Where we run into trouble with trans fats is the double bond. Again, the cell looks at the fat, sees a double bond, and begins to treat it like a fluid cis fat. However, the orientation of the hydrogen and carbon atoms coming off the double-bonded carbon is reversed, giving a structure somewhat like this:
\ /
C
/ \
\ /
C == C
/ \
\ /
C
/ \
It’s a compact structure, physically similar to saturated fats, but chemically, nearly identical to normal unsaturated fats. In other words, the body treats it like it does all unsaturated fats, even though the molecule doesn’t act that way.
In terms of fats as being discussed. Does ‘Saturated’ mean ‘Fully Hydrogenated’ ?

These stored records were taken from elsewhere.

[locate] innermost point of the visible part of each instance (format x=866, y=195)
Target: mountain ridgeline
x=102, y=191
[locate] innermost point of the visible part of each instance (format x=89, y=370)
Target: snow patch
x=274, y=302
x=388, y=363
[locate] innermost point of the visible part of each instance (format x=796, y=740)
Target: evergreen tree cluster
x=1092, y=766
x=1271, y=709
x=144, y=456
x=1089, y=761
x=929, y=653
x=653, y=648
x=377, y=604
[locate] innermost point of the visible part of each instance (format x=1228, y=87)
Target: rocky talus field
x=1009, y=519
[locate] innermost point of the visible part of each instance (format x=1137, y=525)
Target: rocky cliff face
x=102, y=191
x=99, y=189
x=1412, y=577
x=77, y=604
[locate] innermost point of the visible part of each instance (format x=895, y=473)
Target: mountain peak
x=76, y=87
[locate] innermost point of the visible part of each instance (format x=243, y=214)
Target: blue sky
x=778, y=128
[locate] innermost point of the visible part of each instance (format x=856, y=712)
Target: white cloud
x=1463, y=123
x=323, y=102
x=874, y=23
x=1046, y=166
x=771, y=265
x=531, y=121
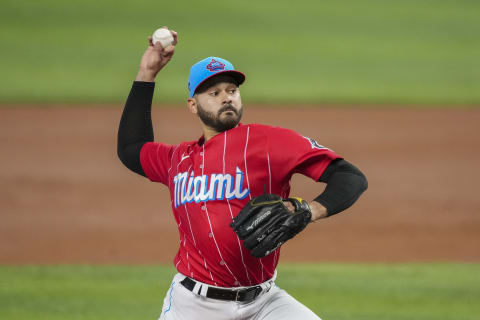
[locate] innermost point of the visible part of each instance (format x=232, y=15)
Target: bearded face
x=226, y=118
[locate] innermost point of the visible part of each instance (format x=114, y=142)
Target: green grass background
x=334, y=291
x=347, y=51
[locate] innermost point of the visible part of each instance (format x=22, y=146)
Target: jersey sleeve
x=156, y=159
x=291, y=153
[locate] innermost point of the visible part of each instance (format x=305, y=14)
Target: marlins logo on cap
x=208, y=68
x=215, y=65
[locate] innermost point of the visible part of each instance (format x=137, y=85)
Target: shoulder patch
x=315, y=144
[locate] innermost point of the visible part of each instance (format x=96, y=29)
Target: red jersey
x=210, y=182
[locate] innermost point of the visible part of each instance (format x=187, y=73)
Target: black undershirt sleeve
x=136, y=125
x=345, y=184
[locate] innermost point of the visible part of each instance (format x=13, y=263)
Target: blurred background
x=394, y=87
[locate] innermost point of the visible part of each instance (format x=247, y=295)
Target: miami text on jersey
x=216, y=186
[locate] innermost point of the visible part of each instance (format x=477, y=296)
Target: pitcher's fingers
x=150, y=41
x=175, y=37
x=168, y=51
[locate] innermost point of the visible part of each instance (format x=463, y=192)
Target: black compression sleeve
x=345, y=184
x=136, y=125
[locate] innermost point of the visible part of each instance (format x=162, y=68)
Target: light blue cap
x=208, y=68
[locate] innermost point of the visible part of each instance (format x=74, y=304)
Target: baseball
x=164, y=36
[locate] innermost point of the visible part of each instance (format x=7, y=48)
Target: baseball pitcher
x=229, y=193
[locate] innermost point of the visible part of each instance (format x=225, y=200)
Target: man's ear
x=192, y=105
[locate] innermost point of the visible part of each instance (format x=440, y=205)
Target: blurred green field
x=372, y=51
x=334, y=291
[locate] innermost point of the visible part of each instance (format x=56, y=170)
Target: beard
x=216, y=122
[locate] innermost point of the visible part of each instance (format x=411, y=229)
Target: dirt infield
x=66, y=198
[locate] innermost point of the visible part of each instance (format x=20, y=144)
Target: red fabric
x=209, y=184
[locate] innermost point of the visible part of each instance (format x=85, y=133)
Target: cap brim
x=239, y=76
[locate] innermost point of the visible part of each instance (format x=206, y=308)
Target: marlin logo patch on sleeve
x=315, y=144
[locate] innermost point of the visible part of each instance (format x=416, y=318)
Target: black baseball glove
x=265, y=223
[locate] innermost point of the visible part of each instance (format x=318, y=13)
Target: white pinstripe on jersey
x=210, y=223
x=230, y=209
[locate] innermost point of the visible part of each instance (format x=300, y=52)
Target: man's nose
x=226, y=99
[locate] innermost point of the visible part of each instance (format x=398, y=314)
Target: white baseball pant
x=273, y=303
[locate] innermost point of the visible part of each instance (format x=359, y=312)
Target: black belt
x=240, y=295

If not, what does ‘saturated’ mean?
Am I correct in believing that ‘Fully Hydrogenated’ means that the carbon chain has no double bonds, and is made up of just CH[sub]2[/sub] subunits?
If all the carbon atoms in a fat are hooked up with hydrogen atoms, the fat is a saturated fat. If there are more than one C which is not, then it is a polyunsaturated fat. If only one is not, then it is a monounsaturated fat, and each of them has its virtues.
When an unsaturated fat is hydrogenated, H is artificially hooked up with the C which were “empty.” If it is a polyunsaturated fat and not all the Cs are hooked up, it is partially hydrogenated. If all the Cs are hooked up, it is completely hydrogenated.